One or more holes 24 are defined by and extend transversely through intramedullary nail 14. The diameter of holes 24 may correspond to the diameter of linked or unlinked fasteners that will be driven therethrough. Accordingly, the diameters of holes 24 may vary from one hole to the next depending on factors such as the patient's bone structure or the size of the fastener required. Each hole 24 defines an axis extending therethrough. Each hole axis may be parallel to the other hole axes or may be angularly offset therefrom. For example, the first four superior holes 24 in FIG. 1 have parallel hole axes to orient fasteners extending therethrough towards bone plate 12. The three inferior holes each have hole axes extending at different angles relative to the four superior hole axes. These axes allow the corresponding fasteners to extend towards the anterior and posterior ends of bone plate 12 without contacting bone plate 12. Holes 24 may have an internal thread pattern that corresponds to the thread pattern of fasteners configured to extend therethrough. Different hole arrangements are envisioned depending on several factors, such as the geometry of the patient's fracture and the quantity and size of fasteners required to secure that fracture.

FIG. 2 illustrates an unlinked fastener according to a preferred embodiment of a bone screw 26, also referred to as a plunger screw. Bone screw 26 comprises a shank 28, a screw head 30 at a proximal end, and a screw tip 32 at a distal end. Shank 28 extends along a longitudinal axis and has a generally cylindrical shape. Shank 28 preferably has a diameter the varies across shank 28, and may also have a diameter that tapers toward its distal end. Shank 28 comprises a thread pattern 34 that matches a thread pattern of the screw head 30 and the screw tip 32; that is, the pitch of the thread along the entire screw 26 is the same. Thread pattern 34 may include entirely lefthand threads, entirely righthand threads, or a superimposed righthand thread and lefthand thread. All of screw 26 or a portion thereof, such as the shank and tip, can be the same as the screws described in U.S. Pat. Pub. No. 2021/0338294, the disclosure of which is incorporated by reference herein. The superimposed thread type may be beneficial in simplifying removal of the screw if the screw breaks during insertion or under a load. The uniform thread pattern across the screw head 30, shank 28, and screw tip 32 is beneficial in that it limits the possibility of cross-threading upon insertion or removal of the plunger screw.

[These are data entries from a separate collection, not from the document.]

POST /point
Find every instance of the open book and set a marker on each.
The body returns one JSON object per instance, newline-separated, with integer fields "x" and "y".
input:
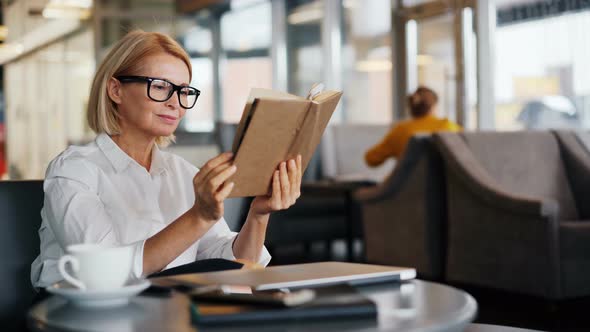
{"x": 277, "y": 126}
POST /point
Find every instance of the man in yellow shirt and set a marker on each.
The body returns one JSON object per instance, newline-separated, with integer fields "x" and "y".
{"x": 422, "y": 105}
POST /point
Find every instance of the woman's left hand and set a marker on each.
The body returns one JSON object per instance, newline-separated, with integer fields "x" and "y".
{"x": 286, "y": 189}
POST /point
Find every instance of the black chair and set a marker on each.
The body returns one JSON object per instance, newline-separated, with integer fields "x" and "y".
{"x": 20, "y": 207}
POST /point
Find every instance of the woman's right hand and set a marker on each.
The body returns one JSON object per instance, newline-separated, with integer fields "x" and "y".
{"x": 211, "y": 188}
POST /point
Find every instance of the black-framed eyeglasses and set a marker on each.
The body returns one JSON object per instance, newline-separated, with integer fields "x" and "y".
{"x": 160, "y": 90}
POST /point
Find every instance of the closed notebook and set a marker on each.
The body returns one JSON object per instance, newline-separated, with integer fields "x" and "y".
{"x": 333, "y": 302}
{"x": 277, "y": 126}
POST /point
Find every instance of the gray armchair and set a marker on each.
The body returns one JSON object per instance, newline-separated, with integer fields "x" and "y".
{"x": 514, "y": 216}
{"x": 20, "y": 216}
{"x": 404, "y": 217}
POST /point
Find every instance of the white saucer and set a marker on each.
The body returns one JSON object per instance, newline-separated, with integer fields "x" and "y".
{"x": 98, "y": 299}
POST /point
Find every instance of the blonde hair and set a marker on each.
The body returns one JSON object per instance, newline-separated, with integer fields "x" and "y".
{"x": 126, "y": 58}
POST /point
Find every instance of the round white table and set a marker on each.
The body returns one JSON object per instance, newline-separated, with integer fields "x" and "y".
{"x": 410, "y": 306}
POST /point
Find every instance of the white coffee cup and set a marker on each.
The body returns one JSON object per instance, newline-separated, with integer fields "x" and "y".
{"x": 97, "y": 267}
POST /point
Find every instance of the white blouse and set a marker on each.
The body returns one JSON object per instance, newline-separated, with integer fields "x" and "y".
{"x": 98, "y": 194}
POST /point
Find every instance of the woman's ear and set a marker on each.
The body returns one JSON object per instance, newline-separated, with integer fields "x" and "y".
{"x": 114, "y": 90}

Screw head 30 has a generally conical taper extending from its proximal end toward its distal end. Such a taper may cause a seamless transition between screw head 30 and shank 28. A recess 36 formed in the proximal end of screw head 30 is configured to receive an insertion tool, such as a screwdriver or a wrench. This configuration allows bone screw 26 to be rotated about its longitudinal axis to be driven into bone. Recess 36 may have any shape known in the art to engage the insertion tool. For example, recess 36 could have a square or a hexagonal shape to engage with the corresponding shape of a driver. Screw head 30 has an outer thread 38 that has the same pitch as the thread pattern 34 of shank 28. Outer threads 38 are configured to engage with a cortical region of bone to provide strong fixation. Further, because of the conical taper of screw head 30, screw head 30 may be driven into a countersunk recess 40 to sit flush with a surface of the bone or below a surface of the bone. This allows inner surface 44 of bone plate 12 to be placed against the underlying bone without interfering with screw head 30. In this configuration, screw head 30 is shielded by bone plate 12 while simultaneously engaging the dense cortical bone structure.

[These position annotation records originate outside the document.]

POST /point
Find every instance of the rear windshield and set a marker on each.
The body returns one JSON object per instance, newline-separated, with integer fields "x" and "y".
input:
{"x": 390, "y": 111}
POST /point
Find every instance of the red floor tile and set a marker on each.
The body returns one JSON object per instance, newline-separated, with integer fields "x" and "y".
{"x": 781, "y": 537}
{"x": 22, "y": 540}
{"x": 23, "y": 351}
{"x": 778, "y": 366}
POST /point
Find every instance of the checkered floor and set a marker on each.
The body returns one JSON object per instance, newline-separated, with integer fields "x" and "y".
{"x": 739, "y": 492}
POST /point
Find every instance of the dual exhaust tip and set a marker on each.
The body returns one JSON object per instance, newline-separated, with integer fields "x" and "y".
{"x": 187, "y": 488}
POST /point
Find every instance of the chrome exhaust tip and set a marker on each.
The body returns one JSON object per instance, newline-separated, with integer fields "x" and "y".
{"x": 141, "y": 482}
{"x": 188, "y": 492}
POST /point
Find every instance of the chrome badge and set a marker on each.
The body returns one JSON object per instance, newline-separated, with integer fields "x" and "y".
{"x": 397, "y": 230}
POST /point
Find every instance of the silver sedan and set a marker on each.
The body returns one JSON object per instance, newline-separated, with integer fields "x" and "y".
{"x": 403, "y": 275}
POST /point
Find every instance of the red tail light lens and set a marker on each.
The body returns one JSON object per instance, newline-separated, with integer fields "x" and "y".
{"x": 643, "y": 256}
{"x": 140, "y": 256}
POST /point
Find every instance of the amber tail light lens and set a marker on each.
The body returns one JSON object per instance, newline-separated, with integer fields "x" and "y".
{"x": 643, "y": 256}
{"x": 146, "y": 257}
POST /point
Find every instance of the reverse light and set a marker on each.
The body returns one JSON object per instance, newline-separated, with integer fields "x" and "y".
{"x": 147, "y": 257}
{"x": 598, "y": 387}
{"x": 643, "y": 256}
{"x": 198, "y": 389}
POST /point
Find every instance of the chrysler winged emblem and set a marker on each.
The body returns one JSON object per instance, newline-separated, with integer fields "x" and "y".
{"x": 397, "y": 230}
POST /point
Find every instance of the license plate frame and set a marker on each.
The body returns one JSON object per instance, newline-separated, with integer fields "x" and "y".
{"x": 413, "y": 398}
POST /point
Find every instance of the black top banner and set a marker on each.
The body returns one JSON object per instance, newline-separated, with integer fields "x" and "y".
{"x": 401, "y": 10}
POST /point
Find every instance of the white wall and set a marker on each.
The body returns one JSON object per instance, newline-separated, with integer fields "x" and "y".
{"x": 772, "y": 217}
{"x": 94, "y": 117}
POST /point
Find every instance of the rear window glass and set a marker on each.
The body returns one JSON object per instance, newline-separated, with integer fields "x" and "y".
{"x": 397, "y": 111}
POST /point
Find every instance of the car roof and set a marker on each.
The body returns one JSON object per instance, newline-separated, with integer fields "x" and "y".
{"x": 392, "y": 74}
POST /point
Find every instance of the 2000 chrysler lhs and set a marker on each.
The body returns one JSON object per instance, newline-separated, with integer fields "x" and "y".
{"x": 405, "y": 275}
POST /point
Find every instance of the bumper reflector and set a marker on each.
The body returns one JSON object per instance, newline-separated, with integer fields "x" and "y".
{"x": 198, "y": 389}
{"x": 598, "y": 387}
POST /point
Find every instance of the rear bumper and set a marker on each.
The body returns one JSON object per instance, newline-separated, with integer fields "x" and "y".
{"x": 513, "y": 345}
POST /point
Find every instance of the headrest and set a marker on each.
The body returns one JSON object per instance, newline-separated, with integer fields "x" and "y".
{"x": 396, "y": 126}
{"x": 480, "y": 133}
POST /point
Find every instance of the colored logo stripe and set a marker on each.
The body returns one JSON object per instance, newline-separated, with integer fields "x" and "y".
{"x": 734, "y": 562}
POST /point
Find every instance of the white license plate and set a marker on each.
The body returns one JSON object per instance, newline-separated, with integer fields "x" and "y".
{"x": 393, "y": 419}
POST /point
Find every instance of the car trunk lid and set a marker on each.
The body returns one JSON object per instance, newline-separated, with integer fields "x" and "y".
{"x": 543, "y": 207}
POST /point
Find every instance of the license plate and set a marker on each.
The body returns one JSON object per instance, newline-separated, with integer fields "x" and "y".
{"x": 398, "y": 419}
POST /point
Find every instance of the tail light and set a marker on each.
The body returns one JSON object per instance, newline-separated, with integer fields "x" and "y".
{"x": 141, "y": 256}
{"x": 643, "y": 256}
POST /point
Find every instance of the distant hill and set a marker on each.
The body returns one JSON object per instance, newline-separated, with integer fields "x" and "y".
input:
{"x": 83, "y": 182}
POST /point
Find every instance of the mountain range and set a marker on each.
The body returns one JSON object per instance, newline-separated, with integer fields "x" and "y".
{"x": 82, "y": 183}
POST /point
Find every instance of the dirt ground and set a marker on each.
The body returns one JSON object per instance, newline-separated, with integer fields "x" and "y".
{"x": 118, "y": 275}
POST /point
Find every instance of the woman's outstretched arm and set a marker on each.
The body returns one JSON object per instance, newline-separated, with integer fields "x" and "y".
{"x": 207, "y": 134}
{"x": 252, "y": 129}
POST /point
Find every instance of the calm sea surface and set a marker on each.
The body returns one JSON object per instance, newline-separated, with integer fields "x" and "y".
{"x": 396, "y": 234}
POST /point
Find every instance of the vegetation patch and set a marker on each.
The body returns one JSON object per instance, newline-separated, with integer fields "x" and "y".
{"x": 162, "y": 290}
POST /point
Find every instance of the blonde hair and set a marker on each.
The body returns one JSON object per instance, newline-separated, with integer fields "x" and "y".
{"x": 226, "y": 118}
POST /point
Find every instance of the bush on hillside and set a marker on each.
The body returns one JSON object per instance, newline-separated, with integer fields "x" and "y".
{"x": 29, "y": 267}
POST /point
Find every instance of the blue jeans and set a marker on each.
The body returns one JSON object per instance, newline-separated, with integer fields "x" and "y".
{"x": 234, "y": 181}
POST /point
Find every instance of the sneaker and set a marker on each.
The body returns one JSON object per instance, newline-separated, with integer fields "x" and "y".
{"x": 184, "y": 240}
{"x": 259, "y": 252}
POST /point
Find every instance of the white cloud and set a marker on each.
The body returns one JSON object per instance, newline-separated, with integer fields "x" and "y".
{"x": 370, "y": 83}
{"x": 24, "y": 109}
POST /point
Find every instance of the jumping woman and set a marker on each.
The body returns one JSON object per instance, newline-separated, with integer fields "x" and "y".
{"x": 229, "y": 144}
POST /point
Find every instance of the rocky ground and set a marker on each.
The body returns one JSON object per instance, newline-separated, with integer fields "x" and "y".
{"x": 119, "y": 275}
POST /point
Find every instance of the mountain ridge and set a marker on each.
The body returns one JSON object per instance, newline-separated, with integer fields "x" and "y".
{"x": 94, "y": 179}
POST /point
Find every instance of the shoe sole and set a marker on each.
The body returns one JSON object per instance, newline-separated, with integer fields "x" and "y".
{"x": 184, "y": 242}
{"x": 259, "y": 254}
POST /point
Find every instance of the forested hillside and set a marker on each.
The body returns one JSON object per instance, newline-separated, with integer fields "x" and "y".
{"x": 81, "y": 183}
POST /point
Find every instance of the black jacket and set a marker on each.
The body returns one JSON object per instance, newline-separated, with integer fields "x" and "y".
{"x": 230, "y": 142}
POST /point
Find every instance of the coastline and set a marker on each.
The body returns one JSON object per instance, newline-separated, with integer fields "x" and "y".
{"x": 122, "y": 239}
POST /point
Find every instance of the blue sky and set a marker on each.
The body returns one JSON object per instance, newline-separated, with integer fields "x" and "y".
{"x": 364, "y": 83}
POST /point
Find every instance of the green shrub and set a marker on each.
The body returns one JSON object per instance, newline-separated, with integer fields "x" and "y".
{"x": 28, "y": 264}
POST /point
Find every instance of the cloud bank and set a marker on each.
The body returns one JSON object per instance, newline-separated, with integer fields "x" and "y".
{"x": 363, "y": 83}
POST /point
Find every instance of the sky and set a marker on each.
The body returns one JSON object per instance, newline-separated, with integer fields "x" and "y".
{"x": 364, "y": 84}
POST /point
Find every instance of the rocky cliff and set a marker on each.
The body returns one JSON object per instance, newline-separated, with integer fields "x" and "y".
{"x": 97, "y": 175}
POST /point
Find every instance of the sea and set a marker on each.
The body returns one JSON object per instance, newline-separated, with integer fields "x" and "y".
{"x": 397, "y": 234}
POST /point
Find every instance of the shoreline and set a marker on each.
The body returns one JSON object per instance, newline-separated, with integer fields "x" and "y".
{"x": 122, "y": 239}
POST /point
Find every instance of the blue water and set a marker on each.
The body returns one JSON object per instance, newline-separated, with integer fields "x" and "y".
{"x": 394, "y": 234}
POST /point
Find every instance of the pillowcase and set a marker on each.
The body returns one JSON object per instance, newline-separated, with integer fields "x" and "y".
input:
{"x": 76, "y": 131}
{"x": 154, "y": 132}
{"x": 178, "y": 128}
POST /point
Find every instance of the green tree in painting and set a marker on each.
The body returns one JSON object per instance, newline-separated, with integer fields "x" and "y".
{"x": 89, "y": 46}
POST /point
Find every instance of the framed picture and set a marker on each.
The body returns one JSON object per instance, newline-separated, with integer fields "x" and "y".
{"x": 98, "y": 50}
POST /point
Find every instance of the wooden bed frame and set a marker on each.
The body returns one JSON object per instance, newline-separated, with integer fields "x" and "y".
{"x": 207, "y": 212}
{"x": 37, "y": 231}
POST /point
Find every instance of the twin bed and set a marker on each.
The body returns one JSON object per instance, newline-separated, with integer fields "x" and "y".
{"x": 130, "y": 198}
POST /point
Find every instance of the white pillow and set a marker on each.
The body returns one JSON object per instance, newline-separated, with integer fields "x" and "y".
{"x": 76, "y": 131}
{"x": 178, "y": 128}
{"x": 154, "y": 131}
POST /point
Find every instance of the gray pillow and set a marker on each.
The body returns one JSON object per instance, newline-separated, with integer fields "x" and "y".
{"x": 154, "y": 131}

Screw tip 32 extends from the distal end of shank 28. Screw tip 32 may taper to a point or to a blunt nose, such as a rounded nose. Screw tip 32 may comprise at least one groove 48 configured to act as a self-tapping guide as bone screw 26 is driven into bone. Groove 48 may include two diametrically opposed grooves, four grooves spaced 90° apart from each other, or another groove arrangement known in the art. Groove 48 may be at least partially helical and may define an edge that expels bone or other materials away from the insertion direction of bone screw 26. Screw tip 32 has a thread pattern that is identical to the thread pattern of screw head 30 and shank 28 to prevent the possibility of cross-threading upon insertion or removal of bone screw 26.

FIG. 3 illustrates a hybrid screw 50, also referred to as a plate screw, that is preferably utilized as a linking screw 16, but may also be utilized as an unlinked fastener 18 in alternative embodiments. The hybrid screw 50 design is substantially similar to the design of bone screw 26. Hybrid screw 50 comprises a shank 52, a screw head 56, and a screw tip 54. The shank 52 and screw tip 54 of hybrid screw 50 are substantially similar to the corresponding features of bone screw 26 described herein, while the screw head 56 differs. Screw head 56 has a generally conical taper from its proximal end to its distal end that can be configured to sit in a countersunk recess 40 in a bone. A neck portion 58 extends between screw head 56 and shank 52. Neck portion 58 is unthreaded and has a diameter that is smaller than the proximal portion of shank 52 and screw head 56. A recess 60 is included in proximal end of screw head 56. Recess 60 is shaped to receive a distal end of an insertion tool, similar to the bone screw 26. Unlike screw head 30 of bone screw 26, screw head 56 of hybrid screw 50 may have a thread pattern with a self-cutting geometry. The self-cutting geometry may include cutting flutes or other geometries known in the art. Such a self-cutting geometry aids screw head 56 in insertion into bone whether a countersunk recess is first formed in bone or not formed at all. Screw head 56 may also anchor into an aperture of the bone plate in a linked configuration.

The design of hybrid screw 50 is advantageous because it allows the screw head 56 to anchor into a bone plate or into a cortical region of the bone. When hybrid screw 50 may act as a linking screw 16 and may be driven through a hole 70 in bone plate 12 and through intramedullary nail 14. In such a configuration, screw head 56 is anchored into the contouring of hole 70 rather than a cortical region of bone while the screw tip 54 extends through the intramedullary nail 14 and into an opposing cortical region of bone or into the femoral head. Alternatively, hybrid screw 50 may act as an unlinked fastener 18 and is not driven through bone plate 12. Rather, the threaded region of screw head 56 may be driven into a countersunk recess 40. Thus, the screw head 56 is anchored in a cortical region of bone and screw tip 54 is anchored in an opposing cortical region of bone.

FIGS. 1 and 4 depict a bone plate 12 used with fracture fixation system 10. Bone plate 12 is elongated and extends from a superior end 20 to an inferior end 22. An inner surface 44 of bone plate 12 is configured to face the bone and an outer surface 46 of bone plate is configured to face away from the bone, e.g., in a lateral direction. Inner surface 44 may be substantially concave to contour to the underlying bone surface. The curvature of inner surface 44 may also be configured to initially define a gap between inner surface 44 and the underlying bone. Inner surface 44 may then flex such that the gap is closed when fasteners are driven though bone plate 12.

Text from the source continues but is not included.